The personal nature of these conversations, even at their most severe, always returns to the timeless question that the successful and famous people owe to those who struggle without the benefit of fame. This is a film that notes that celebrities only liberate black stars to a limited extent and in some cases make the target on their backs even brighter.
Based on its premise, ‘One Night in Miami’ is a showcase for its cast. Where most historical fictions tend to expand the documentation to tell a story, and where the actors can consult photos or video footage to sculpt their depictions, this film finds life in speculations about what is getting away from the public, of cameras, where it is not necessary to deliver a display.
In this way, the actors, writer and director give the humanity of these men priority, as opposed to yet another personification of an icon.
This approach is most evident in Goree’s view of Clay and Ben-Adir’s recreation of Malcolm, two figures played by two of Hollywood’s biggest black stars. The actors retain enough of each one’s clear idiolect to recognize our individual way of speaking, but also expand on the familiar curve and edges in general imitations to give a sense of who they were and how they could act in quieter moments. .
Goree plays a version of the boxing legend who is newly famous, yet humorous without humility. Ben-Adir, who recently played Barack Obama in Showtime’s The Comey Rule, contrasts this with a version of Malcolm who is aware of his death toll and the danger he has in speaking to white America. It gives a gentle approach to his performance, and shows Malcolm as a father and a man concerned about the direction in which the struggle is heading and the danger.
But here the actor leads Malcolm’s gentle passion instead of drawing inspiration from the grim face popularized by history book photos, and it enriches the character in fresh ways.
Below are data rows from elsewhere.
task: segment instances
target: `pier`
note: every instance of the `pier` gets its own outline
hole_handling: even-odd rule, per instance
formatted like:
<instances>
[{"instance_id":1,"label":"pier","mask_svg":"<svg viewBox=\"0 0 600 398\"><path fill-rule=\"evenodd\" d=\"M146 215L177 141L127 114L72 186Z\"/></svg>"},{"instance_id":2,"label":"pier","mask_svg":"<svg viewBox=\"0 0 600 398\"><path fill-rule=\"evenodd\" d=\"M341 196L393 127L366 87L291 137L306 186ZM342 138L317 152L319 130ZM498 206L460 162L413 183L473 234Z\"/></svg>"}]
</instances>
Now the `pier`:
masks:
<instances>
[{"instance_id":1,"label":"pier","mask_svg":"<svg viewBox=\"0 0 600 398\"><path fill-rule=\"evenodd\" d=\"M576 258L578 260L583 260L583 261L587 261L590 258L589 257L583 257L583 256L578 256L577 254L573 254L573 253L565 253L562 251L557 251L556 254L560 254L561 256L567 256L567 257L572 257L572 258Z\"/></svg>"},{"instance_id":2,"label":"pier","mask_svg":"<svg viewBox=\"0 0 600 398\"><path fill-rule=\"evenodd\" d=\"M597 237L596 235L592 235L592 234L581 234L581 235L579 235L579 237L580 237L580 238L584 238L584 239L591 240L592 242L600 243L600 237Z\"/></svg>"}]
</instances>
However, Odom steals the spotlight at a moment when it looks like Malcolm wants to hit him in the dirt. When Malcolm followed up a brilliant rejection of his biggest hits by playing Bob Dylan’s’ Blowin ‘In the Wind’ and asking him why a white man writes lyrics that work better than talking to black people than he does, Odom states Cooke out of the chair he takes it to and turns it around: Why can’t Malcolm respect his focus on business investment, ownership and expansion? And is it not as important to uplift black Americans as words and songs? Odom recites it with the energy of a swordsman dying, and it’s amazing to watch.
Conflict is only a small part of ‘One Night in Miami’, another blessing King gives us to make this film. There are so many black films inspired by history colored by pain and so few that rest easily and safely for celebration, leaving the viewer with a sense of flourishing pride and pride.
At one point, one of them notices that black power, a phrase that white Americans fear, is not offensive or aggressive. Power only means a world where we are safe to be ourselves, he says. It is King who is using her power as a director for the first time, and what we have seen makes us excited to join future efforts.
“One Night in Miami” is currently streaming on Amazon.